I keep hearing about Harold McGee's On Cooking: The Science and Lore of the Kitchen? Is this book good for reference too?


----------



## kokopuffs (Aug 4, 2000)

A salesperson told me that McGee is Shirley Corriher's mentor and that his book is a "must". I plan to get it soon.


----------



## mudbug (Dec 30, 1999)

ShawtyCat,

If you search (upper right hand corner of your screen) for "Escoffier" you'll find there are 60 different threads (topics) which refer to Escoffier. Browse them and you'll find a wealth of input.

kokopuffs,

Yes, you're referring to *Cookwise* it's a wonderful addition, there are also many references to Shirley Corriher's book  here at Cheftalk.

You may enjoy browsing the following threads:

Top 10 Cooking / Recipe Books

Referrence Works

The books you can't do without

Cookbooks!

Opinions On Rebuilding my Cookbook Library

Looking for some books

Hello. New here and seeking advice.


----------



## kokopuffs (Aug 4, 2000)

IMHO:

I just acquired THE PROFESSIONAL CHEF 7'th ed. and consider to be the foundation of cooking. Once basic principles have been learned then Escoffier's book should be utilized for recipes and inspiration. Both are great books, nonetheless.


----------



## jnovak7 (Feb 7, 2002)

I use Le Guide Culinaire for one of my classes and I like it, it is different and infomative. Its nice of you want to see how things are classically prepared in comparsion to modern techniques.
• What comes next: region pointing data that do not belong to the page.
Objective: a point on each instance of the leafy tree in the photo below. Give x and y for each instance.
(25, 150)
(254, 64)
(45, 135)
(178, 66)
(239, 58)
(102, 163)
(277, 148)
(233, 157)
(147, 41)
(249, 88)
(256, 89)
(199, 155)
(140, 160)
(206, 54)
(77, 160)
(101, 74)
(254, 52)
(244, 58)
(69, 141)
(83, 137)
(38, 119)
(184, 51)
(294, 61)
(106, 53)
I recommend that you pick it up, it's worth it.


----------



## shawtycat (Feb 6, 2002)

Ive already spent my $160 allowance for this year and was sending my family my yearly birthday wish list. (no more ugly sweaters to return) Ive got the Cooking Essentials for the New Professional Chef, Art of the Garde Manger, Culinary Math, Fish and Shellfish, The New Making of A Cook and Timing is Everything. Those lists in previous posts will help alot. Thanks again.


----------